I keep lookin at the camper in excitement thinking of dewinterizeing and start booking camp sites I know its a little early but it sure is gettin close :yippie::yippie:


----------



## rksolid (Apr 16, 2011)

It's really not to early to start booking I'm already checking and making reservations that way I can get a jump on some ot the best campgrounds and the spots I feel are the best.


----------



## eanddrice (Nov 12, 2008)

:thumbup1: It is definately not too early to start booking, I've already got two reservations made!! And, we actually went weekend before last for a three night getaway. It was still cold (water pipes froze) but we had a blast anyway!!


----------



## edwinjd (Sep 8, 2011)

I agree with rksolid and eandrice. It's always a good idea to make your reservations ahead of time. We got a couple of reservations already set starting next month, and can't wait to get out and do some camping, too.


----------



## bigjr (Mar 5, 2009)

with our area we get so much spring flooding its hard to plan during that time of year but we still try


----------



## get_away_guenthers (Jun 20, 2011)

We're also very anxious to get out all the camping supplies....tho this year we'll be bringing an extra little one with us.  Can't wait to be sitting around the campfires and traveling.


----------



## crawford (Nov 25, 2009)

never to early weather been great in east TN already started:10220::comfort_::thumbup1:


----------



## rksolid (Apr 16, 2011)

Made tried to make reservations today for June 9th weekend at out of town campground found it was booked up already, so made change of plans we won't be staying at the lake but have a short drive to the lake.


----------



## bigjr (Mar 5, 2009)

Well have three trips so far planned and hopefully many more but boy the bugs are sure going to be bad this year :smack-head:


----------



## artmart (Sep 21, 2010)

WHAT!? You've planned THREE trips and don't even consider posting the details so we can be envious!?

:rotflmao1:

Just teasin'.....

Just kiddin'. A lot of our travels have subsided a lot now that grandkids (all less than 3 years old) have come along and we prefer to spend more time around them. When they get a little older, we're taking them with us on our trips. Their parents (our kids) will just have to get used to it.

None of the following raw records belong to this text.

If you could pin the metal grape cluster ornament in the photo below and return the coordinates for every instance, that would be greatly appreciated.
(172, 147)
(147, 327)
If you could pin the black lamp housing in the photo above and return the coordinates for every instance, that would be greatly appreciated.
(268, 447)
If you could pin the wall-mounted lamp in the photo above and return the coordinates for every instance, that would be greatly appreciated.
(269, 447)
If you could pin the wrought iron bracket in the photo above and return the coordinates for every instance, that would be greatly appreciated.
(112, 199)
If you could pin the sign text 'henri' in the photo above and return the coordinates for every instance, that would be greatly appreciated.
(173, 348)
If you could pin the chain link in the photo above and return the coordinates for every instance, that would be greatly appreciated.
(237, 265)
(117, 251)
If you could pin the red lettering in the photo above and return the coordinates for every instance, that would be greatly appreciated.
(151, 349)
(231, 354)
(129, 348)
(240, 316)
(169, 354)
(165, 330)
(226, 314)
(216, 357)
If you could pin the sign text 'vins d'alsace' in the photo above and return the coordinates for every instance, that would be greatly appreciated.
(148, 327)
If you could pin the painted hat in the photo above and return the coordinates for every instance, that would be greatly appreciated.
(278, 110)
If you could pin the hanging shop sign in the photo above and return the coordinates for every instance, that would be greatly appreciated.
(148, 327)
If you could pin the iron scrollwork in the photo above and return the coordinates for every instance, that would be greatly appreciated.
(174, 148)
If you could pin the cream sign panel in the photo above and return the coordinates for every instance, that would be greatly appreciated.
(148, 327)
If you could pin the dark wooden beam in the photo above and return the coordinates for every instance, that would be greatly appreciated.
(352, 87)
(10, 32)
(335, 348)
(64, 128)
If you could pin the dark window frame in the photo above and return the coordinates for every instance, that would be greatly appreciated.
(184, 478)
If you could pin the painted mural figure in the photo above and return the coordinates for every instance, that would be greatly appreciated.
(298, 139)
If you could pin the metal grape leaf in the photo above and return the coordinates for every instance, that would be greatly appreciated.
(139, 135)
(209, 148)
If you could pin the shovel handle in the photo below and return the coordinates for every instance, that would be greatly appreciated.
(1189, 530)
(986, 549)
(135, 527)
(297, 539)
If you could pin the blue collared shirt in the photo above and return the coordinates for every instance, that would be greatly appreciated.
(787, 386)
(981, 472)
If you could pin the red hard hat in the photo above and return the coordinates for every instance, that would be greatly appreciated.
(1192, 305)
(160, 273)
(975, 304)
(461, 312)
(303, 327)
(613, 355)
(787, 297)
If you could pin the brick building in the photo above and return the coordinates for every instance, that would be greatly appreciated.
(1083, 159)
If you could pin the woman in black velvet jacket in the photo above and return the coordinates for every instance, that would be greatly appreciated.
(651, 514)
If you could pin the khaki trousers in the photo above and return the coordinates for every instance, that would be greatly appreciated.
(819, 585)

In the meantime we'll travel precariously through the forum members' plans and events. Have fun everyone!


----------



## bigjr (Mar 5, 2009)

Ok Art well here we go we have three trips to the Herman winery's so far yes its our Disney land and yes my happiest place on earth:clapping: And one to Carlyle lake for labor day we havent planned our yearly float trip yet hummmm :shrug: but im sure its comeing oh yeah and wifey and I are goin to Cabo next month were turning 40 this year so goin to Cabo :thumbup1:


----------



## artmart (Sep 21, 2010)

I have no idea on those places but just the fact you have plans is enough to make me envious. Have fun, when it's time.


----------



## bigjr (Mar 5, 2009)

Thanks man so cant you get the camper with a nursery model? surly someones come up with one LOL ohh and not to rub it in but planed another one to Lake Shellbyville nice place ill send photos soon as my wife posts them for me :thumbup1:


----------



## Lifetimer (Oct 10, 2011)

only a couple of trips reserved...... I have Chattanooga in April, Townsend and Gatlinburg in May, Stone Mountain in July, Gatlinburg again in Septemeber and October. I plan on at least 4 "this looks like a great weekend" trips for in-between.


----------



## bigjr (Mar 5, 2009)

Lifetimer show off:rotflmao1: those sound alot better then ours around here LOL one day when im retired ill go to those places as long as I can afford the diesel :bang:


----------



## KentuckyCamper (Mar 9, 2012)

Well I have 4 reservations, memorial day, 4th July weekend, labor day, and one the first week of may!! I am going to try and dewinterize my camper this weekend!!! Here in KY, if you dont get your reservations in for the major holidays 6 months out, your lucky to get one!! I learned that the hard way.


----------